Plot Twist

Jalanan Ayu Laga selalu sepi di sore hari. Sebagain besar kegiatan warganya hanyalah minum teh di beranda rumah usai lelah bekerja seharian. Beberapa dari mereka yang memiliki pemasukan lebih dari cukup, memilih mengeluarkan sedikit ungnya untuk memesan satu gelas kopi atau cokelat panas di kafe-kafe yang berjajar memenuhi jalanan utama ayu laga.

Tak ayal, sore itu Garend harus berdiri dalam antrian cukup panjang untuk memesan kopi yang Vivian titipkan. Masih ada enam atau tujuh antrian lagi di depannya. Dia memilih untuk menikmati keadaan kafe dari pada menggerutu tentang antrian itu.

Tatapan matanya jatuh pada seorang anak laki-laki yang duduk di high chair, berhadap-hadapan dengan seorang wanita yang sibuk menyuapi anak itu. Mata bulat si anak laki-laki tidak lepas menatap Garend meskipun dia sedang sibuk dengan potongan kue keju yang disuapkan ke mulutnya.

Antrian mulai menipis, tersisa dua orang di depan Garend. Namun kontak mata mereka masih tertaut. Bahkan semakin dalam. Garend seperti melihat potret masa kecilnya dalam diri anak itu. Dengan mata yang sama, bentuk bibir yang sama dan hidung tinggi yang sama.

“Silahkan,”

Garend sedikit terperanjat saat tanpa dia sadari, sudah tiba gilirannya untuk memesan. Laki-laki itu memotong kontak matanya dengan si anak dan fokus pada seorang kasir di hadapannya yang sedang menunggunya memesan.

“Tiga ice americano sama satu ice cafe latte less sugar ya Mbak.”

“Ada lagi Pak?”

“Hmm... Strawberry crumble muffinnya boleh satu deh Mbak.”

“Baik Pak, totalnya Rp. 250.000, pembayaran dengan apa?
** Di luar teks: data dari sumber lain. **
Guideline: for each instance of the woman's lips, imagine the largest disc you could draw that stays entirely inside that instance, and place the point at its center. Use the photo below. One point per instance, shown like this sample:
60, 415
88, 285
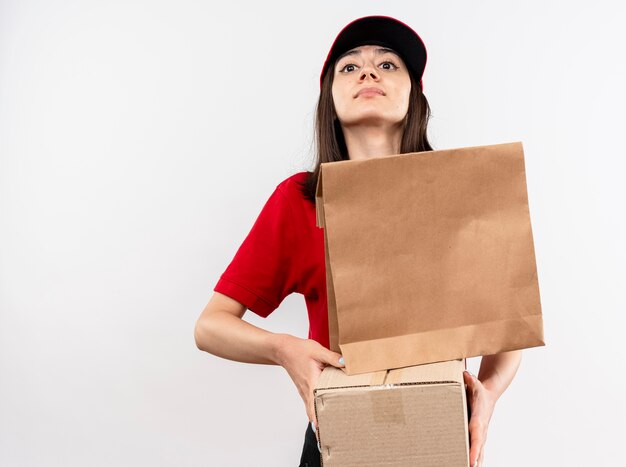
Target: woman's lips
370, 92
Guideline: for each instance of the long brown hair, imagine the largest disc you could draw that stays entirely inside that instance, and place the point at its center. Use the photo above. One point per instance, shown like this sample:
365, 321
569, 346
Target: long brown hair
329, 139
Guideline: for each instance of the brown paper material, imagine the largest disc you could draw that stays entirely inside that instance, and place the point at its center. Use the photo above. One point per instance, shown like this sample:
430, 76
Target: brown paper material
409, 416
429, 256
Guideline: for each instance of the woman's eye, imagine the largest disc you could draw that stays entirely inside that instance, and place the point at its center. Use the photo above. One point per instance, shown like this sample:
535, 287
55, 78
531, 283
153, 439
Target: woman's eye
393, 65
349, 65
386, 65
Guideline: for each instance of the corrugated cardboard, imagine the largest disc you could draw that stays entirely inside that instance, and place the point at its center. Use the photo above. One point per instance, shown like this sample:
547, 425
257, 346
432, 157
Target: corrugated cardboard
429, 256
413, 416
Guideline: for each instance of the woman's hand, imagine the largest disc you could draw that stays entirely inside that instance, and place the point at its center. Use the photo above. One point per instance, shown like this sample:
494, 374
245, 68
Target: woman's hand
481, 402
304, 360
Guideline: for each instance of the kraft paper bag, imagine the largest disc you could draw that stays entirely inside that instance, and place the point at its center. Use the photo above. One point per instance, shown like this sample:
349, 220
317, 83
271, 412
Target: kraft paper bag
429, 256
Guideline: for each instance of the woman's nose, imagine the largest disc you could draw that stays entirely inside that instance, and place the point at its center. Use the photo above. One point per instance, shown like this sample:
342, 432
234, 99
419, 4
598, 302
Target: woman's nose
370, 71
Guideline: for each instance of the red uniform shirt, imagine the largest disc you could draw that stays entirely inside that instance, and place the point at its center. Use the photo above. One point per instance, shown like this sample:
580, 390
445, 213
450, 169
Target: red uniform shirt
283, 253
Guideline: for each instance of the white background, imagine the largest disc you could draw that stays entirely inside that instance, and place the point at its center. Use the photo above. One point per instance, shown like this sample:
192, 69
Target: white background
140, 139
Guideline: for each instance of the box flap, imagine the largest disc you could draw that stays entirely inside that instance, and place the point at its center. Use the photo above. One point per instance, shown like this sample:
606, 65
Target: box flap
451, 371
332, 377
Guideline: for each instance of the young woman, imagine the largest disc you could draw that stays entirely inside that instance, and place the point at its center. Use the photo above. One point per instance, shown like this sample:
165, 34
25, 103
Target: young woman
371, 104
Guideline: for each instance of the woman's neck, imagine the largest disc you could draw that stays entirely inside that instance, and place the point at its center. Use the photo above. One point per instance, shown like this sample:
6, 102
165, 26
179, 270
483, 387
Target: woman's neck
367, 142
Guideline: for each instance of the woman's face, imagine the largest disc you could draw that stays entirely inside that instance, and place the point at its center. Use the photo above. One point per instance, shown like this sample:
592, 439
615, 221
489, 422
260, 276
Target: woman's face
371, 85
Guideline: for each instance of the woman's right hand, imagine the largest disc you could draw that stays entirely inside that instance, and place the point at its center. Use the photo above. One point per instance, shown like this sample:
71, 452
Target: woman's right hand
304, 360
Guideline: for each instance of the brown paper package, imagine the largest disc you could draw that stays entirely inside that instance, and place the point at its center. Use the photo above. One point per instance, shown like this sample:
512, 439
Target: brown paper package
429, 256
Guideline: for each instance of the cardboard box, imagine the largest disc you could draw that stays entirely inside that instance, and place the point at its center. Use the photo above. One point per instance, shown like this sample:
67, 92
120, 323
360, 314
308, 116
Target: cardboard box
413, 416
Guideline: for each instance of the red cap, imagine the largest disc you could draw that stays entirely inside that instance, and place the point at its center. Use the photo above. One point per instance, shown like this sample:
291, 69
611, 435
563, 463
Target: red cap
385, 31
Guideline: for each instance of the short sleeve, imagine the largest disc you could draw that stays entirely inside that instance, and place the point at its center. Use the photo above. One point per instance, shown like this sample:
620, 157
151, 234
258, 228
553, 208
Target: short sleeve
262, 272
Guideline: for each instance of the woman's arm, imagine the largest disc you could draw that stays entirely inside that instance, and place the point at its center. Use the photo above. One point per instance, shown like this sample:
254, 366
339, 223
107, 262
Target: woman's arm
220, 330
495, 374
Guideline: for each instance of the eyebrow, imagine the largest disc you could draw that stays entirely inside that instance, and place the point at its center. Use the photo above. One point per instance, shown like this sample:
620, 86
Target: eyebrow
380, 51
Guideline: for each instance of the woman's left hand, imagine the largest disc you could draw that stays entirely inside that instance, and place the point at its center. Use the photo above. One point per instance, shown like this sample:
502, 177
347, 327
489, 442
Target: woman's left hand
481, 402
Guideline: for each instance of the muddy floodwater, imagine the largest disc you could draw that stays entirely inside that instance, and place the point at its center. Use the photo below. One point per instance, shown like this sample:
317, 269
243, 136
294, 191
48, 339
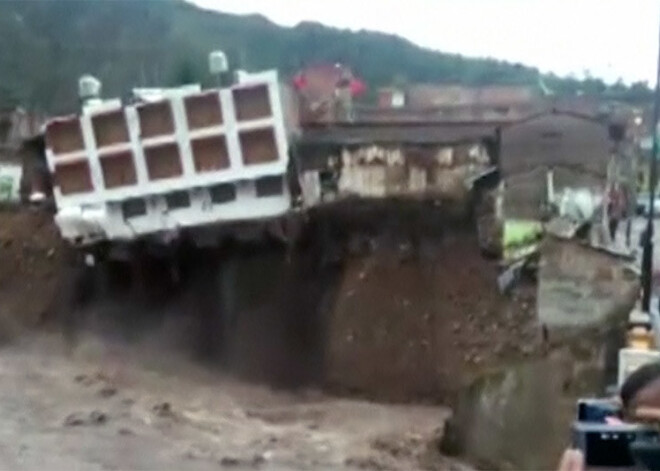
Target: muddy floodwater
108, 407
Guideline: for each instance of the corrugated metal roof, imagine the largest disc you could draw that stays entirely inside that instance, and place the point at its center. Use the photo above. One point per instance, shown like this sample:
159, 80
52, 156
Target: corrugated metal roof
445, 133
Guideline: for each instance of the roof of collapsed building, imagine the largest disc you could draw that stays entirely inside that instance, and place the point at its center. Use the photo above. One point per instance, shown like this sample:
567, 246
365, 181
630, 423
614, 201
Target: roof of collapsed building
401, 133
556, 138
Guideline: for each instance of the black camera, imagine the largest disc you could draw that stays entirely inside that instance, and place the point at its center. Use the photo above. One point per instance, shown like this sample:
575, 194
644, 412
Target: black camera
614, 444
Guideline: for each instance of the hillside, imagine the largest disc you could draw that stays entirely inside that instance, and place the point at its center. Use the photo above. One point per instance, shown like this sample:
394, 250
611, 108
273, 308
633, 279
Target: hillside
45, 45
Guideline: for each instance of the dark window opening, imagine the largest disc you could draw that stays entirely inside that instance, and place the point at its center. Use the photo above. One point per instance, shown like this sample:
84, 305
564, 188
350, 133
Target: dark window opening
133, 208
177, 200
223, 193
269, 186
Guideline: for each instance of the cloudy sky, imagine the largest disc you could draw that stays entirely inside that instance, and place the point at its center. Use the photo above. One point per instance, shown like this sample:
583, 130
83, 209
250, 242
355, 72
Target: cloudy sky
609, 38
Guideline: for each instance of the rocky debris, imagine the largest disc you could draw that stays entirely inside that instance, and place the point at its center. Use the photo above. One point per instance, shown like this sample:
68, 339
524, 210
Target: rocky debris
254, 461
107, 392
74, 420
31, 257
366, 463
163, 409
77, 419
419, 330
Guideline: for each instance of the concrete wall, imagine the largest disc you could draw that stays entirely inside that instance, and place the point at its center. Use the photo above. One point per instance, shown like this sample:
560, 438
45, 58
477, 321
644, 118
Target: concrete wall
580, 286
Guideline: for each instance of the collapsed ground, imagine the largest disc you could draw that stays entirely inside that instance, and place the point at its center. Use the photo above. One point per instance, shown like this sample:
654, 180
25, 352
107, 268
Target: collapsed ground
386, 305
393, 306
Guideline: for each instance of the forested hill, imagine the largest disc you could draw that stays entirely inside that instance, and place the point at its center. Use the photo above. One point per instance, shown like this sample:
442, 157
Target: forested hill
45, 45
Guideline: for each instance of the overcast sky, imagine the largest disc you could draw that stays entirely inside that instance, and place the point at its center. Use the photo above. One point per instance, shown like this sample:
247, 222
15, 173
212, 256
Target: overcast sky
609, 38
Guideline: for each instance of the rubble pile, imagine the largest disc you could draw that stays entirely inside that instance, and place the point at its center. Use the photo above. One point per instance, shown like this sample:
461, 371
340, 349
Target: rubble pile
406, 328
30, 257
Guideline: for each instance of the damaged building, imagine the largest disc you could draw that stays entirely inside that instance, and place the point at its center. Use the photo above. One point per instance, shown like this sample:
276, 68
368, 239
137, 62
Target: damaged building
544, 158
370, 161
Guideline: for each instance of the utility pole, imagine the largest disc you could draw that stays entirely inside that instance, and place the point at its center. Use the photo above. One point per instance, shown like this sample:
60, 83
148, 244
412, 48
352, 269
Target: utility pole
647, 255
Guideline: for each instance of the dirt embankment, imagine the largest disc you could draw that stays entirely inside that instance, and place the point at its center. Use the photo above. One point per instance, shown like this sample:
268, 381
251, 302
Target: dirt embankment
420, 326
396, 308
30, 267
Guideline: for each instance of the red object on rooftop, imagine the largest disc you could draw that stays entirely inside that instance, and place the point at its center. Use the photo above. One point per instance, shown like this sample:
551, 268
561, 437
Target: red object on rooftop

Dan maaf, atas anam siapa?” tanya kasir itu sopan.

“Ini, cash aja,” ucap Garend sembari mengulurkan uang senilai yang harus dia bayarkan. “Atas nama Garend ya Mbak.” Lalu setelah mendapatkan struk bukti transaksi, dia duduk di salah satu kursi untuk menunggu pesanannya.

Kali ini, Garend tidak lagi menjatuhkan tatapannya pada si anak laki-laki. Dia sibuk memeriksa ponsel karena baru saja mendapatkan informasi tentang keadaan beberapa pasien yang baru saja dikirimkan pihak rumah tempatnya bekerja.

“Tiga ice americano, satu ice cafe latte dan strawberry crumble muffin atas nama Garend.”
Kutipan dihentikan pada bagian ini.